American Ambassador David Friedman and Prime Minister Benjamin Netanyahu and their wives were hosted by Commander David Coles, and the speeches emphasized the close relations between the United States and Israel — specifically, between the two navies.
Amid the comradery, however, it was noted that the ceremony was the first U.S. port visit to Ashdod in twenty years.
The naval base at Haifa has seen more action. Most recently, in June, the guided-missile destroyer USS Donald Cook visited, following March visits by the amphibious assault ship USS Iwo Jima and the Blue Ridge-class command and control ship USS Mount Whitney.
In that context, however, when the aircraft carrier USS George H.W. Bush docked in Haifa in July 2017, it was the first carrier visit to an Israeli port since the USS Dwight D. Eisenhower in April 2000.

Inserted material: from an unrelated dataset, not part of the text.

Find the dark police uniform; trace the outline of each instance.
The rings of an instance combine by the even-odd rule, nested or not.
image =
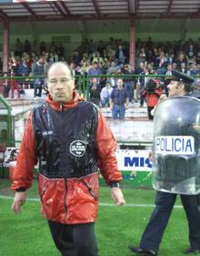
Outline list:
[[[173,76],[173,80],[183,81],[186,86],[193,82],[192,78],[179,72],[174,71]],[[190,105],[194,108],[192,110]],[[134,252],[157,254],[178,194],[189,227],[190,248],[185,253],[200,251],[199,115],[200,100],[188,96],[169,97],[156,108],[153,169],[153,185],[157,190],[155,208],[140,246],[129,247]]]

The 1980s and 1990s were the heyday of the Sixth Fleet in Haifa. American ships did repairs at Israel Shipyards and brought the first Marines for training in Israel. The American government paid to refurbish the shipyards to enable them to handle the fleet’s larger ships. A well-used USO facility opened in Haifa in 1984 and the sailors contributed about $1 million a day to the Israeli tourist economy.
In 2000, however, after the bombing of the USS Cole near Yemen, liberty for American sailors in the Middle East was largely curtailed — in Israel as well as in countries that posed an overt threat to American interests.